The threat to operators in the Gulf is no longer just at sea. Over the past week Iran has aimed ballistic and cruise missiles and one-way attack drones at targets on Gulf-state territory. Iranian claims and host-nation reporting describe strikes aimed at US-linked sites, including Patriot air-defence batteries in Kuwait, an early-warning site in Qatar and US army fuel storage in Bahrain, with missiles also intercepted over Jordan.
Most incoming has been intercepted, but interception is not the same as safety. Kuwait has reported material damage at several locations during intercepts, a navy vessel hit with sailors wounded earlier in the week, and a civilian injured by falling shrapnel. Debris and partial intercepts still put people and vehicles at risk on the ground.
The discipline for a static task under this threat is old and unglamorous. Know the local air-raid warning, how it sounds and who issues it, before you need it. Identify hardened cover on every site you hold and rehearse getting people into it fast, at night, without a brief. Keep a low, dispersed signature: no lit-up muster points, no predictable routines a drone operator could pattern.
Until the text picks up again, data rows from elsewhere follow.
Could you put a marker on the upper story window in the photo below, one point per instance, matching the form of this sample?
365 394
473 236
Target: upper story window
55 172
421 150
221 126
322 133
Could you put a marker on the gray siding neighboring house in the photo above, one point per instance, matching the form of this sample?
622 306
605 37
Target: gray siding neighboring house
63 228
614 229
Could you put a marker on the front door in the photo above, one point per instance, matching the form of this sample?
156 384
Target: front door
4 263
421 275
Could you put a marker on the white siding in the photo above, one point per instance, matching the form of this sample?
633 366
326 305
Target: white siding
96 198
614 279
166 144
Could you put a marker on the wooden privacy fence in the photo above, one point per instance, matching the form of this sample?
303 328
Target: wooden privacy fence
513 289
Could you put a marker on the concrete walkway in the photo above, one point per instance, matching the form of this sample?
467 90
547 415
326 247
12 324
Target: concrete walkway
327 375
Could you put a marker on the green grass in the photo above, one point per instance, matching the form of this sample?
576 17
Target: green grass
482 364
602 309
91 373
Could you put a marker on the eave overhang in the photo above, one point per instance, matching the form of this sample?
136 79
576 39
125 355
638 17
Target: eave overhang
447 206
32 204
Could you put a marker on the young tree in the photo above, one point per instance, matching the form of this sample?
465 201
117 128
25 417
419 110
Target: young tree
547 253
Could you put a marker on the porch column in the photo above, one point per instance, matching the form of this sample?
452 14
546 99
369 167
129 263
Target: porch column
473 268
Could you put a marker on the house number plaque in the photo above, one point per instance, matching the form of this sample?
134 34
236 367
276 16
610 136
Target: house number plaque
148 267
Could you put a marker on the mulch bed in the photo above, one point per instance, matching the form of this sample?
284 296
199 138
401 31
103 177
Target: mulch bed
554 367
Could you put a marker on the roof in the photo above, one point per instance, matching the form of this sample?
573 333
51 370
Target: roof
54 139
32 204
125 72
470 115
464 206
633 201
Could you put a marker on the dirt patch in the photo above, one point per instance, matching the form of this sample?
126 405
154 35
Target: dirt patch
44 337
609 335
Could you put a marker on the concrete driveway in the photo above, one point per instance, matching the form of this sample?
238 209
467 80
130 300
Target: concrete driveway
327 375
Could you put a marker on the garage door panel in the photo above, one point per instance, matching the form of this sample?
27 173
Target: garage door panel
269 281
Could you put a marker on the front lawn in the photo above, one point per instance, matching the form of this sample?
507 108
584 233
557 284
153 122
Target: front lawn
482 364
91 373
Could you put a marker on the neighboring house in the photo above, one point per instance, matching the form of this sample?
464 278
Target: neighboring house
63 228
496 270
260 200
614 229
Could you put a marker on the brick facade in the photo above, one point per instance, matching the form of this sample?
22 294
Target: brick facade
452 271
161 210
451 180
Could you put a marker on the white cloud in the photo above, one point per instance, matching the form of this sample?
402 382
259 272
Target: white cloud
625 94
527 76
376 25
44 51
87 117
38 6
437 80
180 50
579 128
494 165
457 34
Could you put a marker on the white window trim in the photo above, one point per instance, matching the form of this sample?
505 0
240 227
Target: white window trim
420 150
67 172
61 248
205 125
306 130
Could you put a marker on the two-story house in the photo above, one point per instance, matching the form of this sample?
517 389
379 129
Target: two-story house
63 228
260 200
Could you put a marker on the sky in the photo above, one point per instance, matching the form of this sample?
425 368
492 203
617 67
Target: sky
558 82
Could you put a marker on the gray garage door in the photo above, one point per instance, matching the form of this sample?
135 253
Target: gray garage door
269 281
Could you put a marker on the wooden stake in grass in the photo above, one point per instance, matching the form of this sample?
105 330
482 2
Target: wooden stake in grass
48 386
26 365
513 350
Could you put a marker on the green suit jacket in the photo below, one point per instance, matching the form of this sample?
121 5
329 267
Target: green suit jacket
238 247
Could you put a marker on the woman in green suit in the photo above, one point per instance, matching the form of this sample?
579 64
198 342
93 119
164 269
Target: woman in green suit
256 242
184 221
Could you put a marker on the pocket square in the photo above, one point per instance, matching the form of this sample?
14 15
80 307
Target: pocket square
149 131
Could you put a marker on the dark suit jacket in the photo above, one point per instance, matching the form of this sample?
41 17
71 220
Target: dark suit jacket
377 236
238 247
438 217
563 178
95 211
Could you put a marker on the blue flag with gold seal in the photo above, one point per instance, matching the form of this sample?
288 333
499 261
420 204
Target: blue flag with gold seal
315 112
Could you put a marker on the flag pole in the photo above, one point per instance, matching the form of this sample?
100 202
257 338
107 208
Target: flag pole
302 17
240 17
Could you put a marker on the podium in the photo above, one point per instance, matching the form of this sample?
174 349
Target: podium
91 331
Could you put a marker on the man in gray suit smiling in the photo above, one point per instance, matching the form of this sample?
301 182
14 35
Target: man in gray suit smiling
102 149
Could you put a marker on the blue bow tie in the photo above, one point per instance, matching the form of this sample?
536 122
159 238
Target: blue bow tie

Build counter-drone awareness into the watch, because small fixed-wing drones fly low, slow and quiet, and a switched-on sentry is still the first line.
This is grey-space work. The client may be a commercial site with no military value that still sits under a flight path or near a targeted base. Brief the team that the threat is indiscriminate, that warning time is short, and that the plan is cover and accountability first, questions after. Assume more of the same while the strikes continue.